During his set, Agyei held nothing back, jumping from lighthearted to serious subjects without hesitation. Photo courtesy of William Yeager


UPC brought Los Angeles comedian Stephen Agyei to perform in Farmer Hall on Jan. 15th. 

Ageyi, 29 years old, told the audience stories about his judgmental African family, childhood antics of farting in jars and why he doesn’t date on Tinder. 

He also invited students to ask him questions during his performance, prompting him to reveal what he believed to be the two hardest things about comedy. 

“Making people laugh and choosing your battles because you don’t want to offend for the sake of offending. You want to make a joke to make a point, but also you want it to be funny,” said Agyei. 

Agyei also shared with the audience what it took for him to leave behind Colorado, his home state, and his job at human resources to pursue comedy full-time.  

“You learn at a certain point in whatever you career is that you gotta dive in all the way.

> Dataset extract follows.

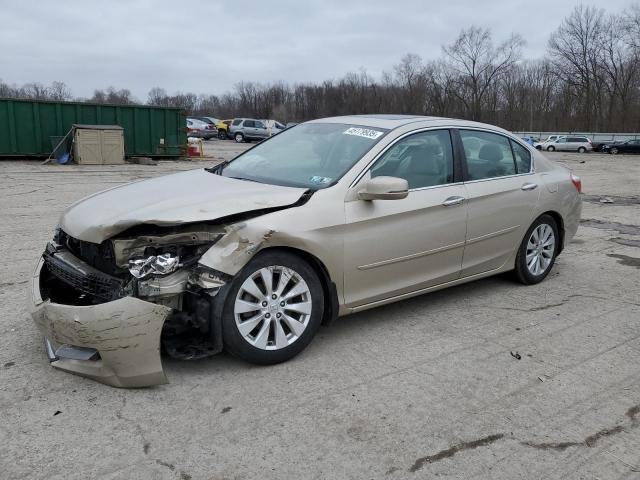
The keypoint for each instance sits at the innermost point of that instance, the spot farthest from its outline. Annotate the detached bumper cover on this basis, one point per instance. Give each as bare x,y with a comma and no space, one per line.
125,332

Believe in yourself because things will start to happen,” said Agyei. 

Aspen Snow, a sociology major, said that he thought Agyei was the right mixture of edgy and entertaining. He also said that he really liked having a comedian on campus, and it was a great program to have.  

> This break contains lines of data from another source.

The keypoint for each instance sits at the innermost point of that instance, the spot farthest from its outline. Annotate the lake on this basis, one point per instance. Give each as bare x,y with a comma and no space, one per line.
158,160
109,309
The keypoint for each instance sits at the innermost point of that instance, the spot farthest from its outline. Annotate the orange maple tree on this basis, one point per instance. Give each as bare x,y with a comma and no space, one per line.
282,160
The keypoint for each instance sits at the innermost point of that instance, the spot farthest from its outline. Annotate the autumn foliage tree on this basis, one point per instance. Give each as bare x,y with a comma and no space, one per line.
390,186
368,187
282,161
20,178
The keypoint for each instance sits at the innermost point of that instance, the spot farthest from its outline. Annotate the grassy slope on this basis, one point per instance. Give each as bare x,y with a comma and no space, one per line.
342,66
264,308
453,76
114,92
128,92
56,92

“He was brave to go there, and I’m glad he did. I’m always for pushing the envelope. I’m relieved that he went for it,” said Snow, age 22.  

Thomas Dillard, a freshman, also said that he was excited to see a comedian for the first time in person, and looks forward to viewing Agyei’s future content on YouTube. 

“I came a little bit late, but liked it ever since he started talking about how he became a comedian. I thought that was interesting and cool because you don’t really hear that in comedy shows,” said Dillard, an 18-year-old business management major from Birmingham.  

“I hope they got the message that we’re all in this together. Whatever the jokes may be, about race or whatnot, the ultimate message is that we’re all together,” Agyei said after his performance. 

The comedian also said that comedy is crucial for bringing people together. 

“Comedy is a way to bridge that gap of disconnect in the nation, in my opinion. People from different backgrounds, everyone loves to laugh.”  

Agyei said he believed that it was important for him to perform for college audiences because it gives him a glimpse of the future. 

“The younger generation has the newer ideas, and I think this is probably the best place for soaking up some of that youth and those ideas and seeing what the future is going to look like,” said Agyei. 

“This is the first UPC event of this semester, and so I really hope everyone gets from this the idea that UPC is for the students and we really want to make sure that they enjoy what they come to,” said Bria Owens, UM’s UPC coordinator. 

 
Owens and other members of UPC picked Agyei from National Associate for Campus Activities, where he was a featured performer.